Due to this, we have often associated the northern region as a region of non-traditional coffee drinkers, but the induction of café-chain formats across India has changed that notion.
Coffee has been regarded as a drink brought to India from the West by people travelling abroad, who are increasingly exploring varied forms of the beverage. Tapping into this obvious growth, the government has felt the need to make coffee a preferred beverage in all parts of the country. The India International Coffee Festival (IICF) is one such initiative, which aims to enhance the models of the domestic coffee players as well as the back-end supports for the coffee industry in the country. This flagship event has garnered interest from all corners, which vindicated the strategy behind organising such conferences. Anil Bhandari, President, India Coffee Trust, feels that the show being organised in Delhi is a sign of things to come in the future. “With so many coffee chains visible across the country, we felt this is the right time for the conference to move out of Bangalore, where it had been happening till now, to the capital,” he adds.
The overall coffee scenario in the country looks quite positive. However, considering that India is the sixth largest producer of coffee covering around two per cent of world’s coffee area, there is still a long way to go before the numbers look staggering to say the least. Brazil is the largest producer of coffee in the world. “With 16 countries and 500 delegates participating in this conference, we believe our domestic coffee players will get the know-how from their international counterparts,” says Jawaid Akhtar, Chairman, Coffee Board. At present, there are over 3,000 branded coffee outlets in the country, which is still nowhere near to the figures visible in the international markets. The likes of Café Coffee Day, Barista, Lavazza, Costa Coffee and Gloria Jeans are some of the leading players in the market, but what really stands out in the segment is the need for an organised approach, which will minimise the fragmentation that is creeping in. “Even though we have numerous outlets in the country, there is a definite discrepancy when it comes to the positioning of these outlets,” says Venu Madhav, Chief Operating Officer, Café Coffee Day.
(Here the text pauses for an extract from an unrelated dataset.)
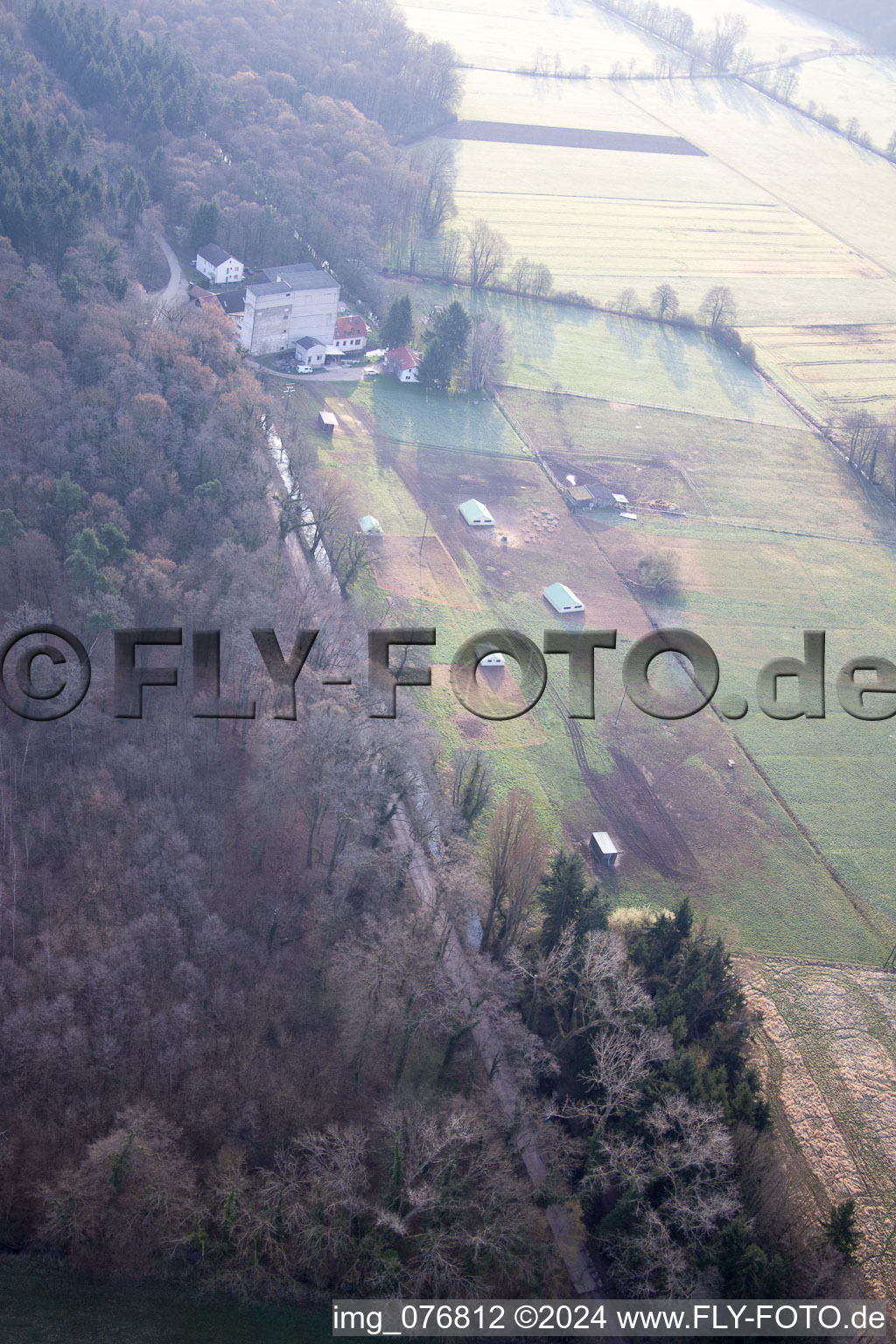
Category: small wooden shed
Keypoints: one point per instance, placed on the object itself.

Giving his approval to the event, Rahul Khullar, Secretary of Commerce, says, “The government is pleased to welcome the initiative in Delhi for the first time and pleased with the initiative taken by the private sector.” India has all the necessary ingredients to be a world leader in the coffee sector, but it needs to make sure that conferences of this magnitude are organised on a regular basis as they provide an opportunity to the domestic players to interact with the intentional set-ups and understand their latest technologies and inputs.